(Bloomberg) -- Amtrak’s new expansion plan that requires a $75 billion federal government investment over fifteen years relies on state partnerships to add intercity service, minimizing the risk of taxpayers being on the hook for large additional subsidies, the railroad’s top official said.

The expansion plan was unveiled after Congress passed a $550 billion infrastructure bill that includes $66 billion for passenger rail improvements that be split between Amtrak and the U.S. Federal Railroad Administration. It calls for adding 39 new routes that Amtrak officials said would bring service to 160 new communities. 

“The structure here really relies on states buying this service,” Chief Executive Officer Stephen Gardner said in an interview with Bloomberg News on Wednesday. “These state-supported routes they rely on states basically paying the difference between revenue and operating expense and some capital.” 

Gardner cited a recent $3.7 billion deal between Amtrak, CSX Corp.’s rail service and Virginia to expand service in that state. He said the company is eyeing other potential city pairs between which it could provide “trip time competitive service” that would provide an alternative to intercity road trips. 

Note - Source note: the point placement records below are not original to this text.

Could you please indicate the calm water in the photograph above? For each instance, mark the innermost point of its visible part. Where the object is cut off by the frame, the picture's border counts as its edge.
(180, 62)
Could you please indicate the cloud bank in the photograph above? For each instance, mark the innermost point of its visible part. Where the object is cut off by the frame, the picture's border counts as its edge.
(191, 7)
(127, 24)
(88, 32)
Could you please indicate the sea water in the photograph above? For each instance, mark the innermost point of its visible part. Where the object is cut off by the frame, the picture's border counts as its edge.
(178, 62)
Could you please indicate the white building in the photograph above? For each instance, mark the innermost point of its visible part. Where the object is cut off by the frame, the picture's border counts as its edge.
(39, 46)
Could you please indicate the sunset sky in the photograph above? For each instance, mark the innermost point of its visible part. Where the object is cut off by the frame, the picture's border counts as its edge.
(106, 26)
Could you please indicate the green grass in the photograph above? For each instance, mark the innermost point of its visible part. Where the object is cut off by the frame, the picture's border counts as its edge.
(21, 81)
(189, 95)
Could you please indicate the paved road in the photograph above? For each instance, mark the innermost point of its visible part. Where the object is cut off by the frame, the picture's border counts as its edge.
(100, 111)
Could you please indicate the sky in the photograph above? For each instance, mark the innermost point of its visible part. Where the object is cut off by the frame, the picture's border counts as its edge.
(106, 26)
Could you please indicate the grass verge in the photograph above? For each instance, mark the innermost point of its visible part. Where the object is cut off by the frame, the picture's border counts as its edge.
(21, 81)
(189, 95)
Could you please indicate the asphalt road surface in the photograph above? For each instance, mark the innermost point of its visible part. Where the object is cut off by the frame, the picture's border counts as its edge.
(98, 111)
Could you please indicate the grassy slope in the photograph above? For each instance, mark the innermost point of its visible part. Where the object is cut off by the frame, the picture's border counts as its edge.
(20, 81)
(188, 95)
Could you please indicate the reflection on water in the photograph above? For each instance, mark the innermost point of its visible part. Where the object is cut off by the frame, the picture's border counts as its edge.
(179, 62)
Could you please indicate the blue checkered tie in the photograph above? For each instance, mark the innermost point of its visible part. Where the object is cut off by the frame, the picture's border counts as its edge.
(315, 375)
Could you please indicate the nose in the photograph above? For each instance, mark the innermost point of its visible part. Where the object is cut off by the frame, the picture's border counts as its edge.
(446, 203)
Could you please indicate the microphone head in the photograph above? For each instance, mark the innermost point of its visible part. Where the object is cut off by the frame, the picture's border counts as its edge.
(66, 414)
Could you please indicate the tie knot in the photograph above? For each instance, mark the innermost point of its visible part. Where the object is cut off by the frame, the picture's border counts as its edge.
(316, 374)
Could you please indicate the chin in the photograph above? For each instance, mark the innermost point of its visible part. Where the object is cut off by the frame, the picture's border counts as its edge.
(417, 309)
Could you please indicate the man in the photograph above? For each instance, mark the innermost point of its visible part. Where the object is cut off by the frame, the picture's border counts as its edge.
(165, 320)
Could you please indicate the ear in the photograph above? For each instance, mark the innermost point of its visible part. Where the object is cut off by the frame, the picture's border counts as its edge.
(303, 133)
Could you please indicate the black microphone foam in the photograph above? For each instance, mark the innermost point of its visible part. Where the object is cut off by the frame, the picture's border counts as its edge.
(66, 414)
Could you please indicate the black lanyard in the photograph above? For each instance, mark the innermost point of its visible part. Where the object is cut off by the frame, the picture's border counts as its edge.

“So the federal government becomes the capital partner but the ongoing operating expense is the responsibility of the states and Amtrak,” Gardner said.  

Amtrak currently operates 29 Amtrak routes where state governments provide funding to maintain service on routes shorter that than 750 miles (1,200 kilometers). Congress passed legislation in 2008 allowing the company to shift passenger rail costs to states in exchange for states having more control over their rail service levels.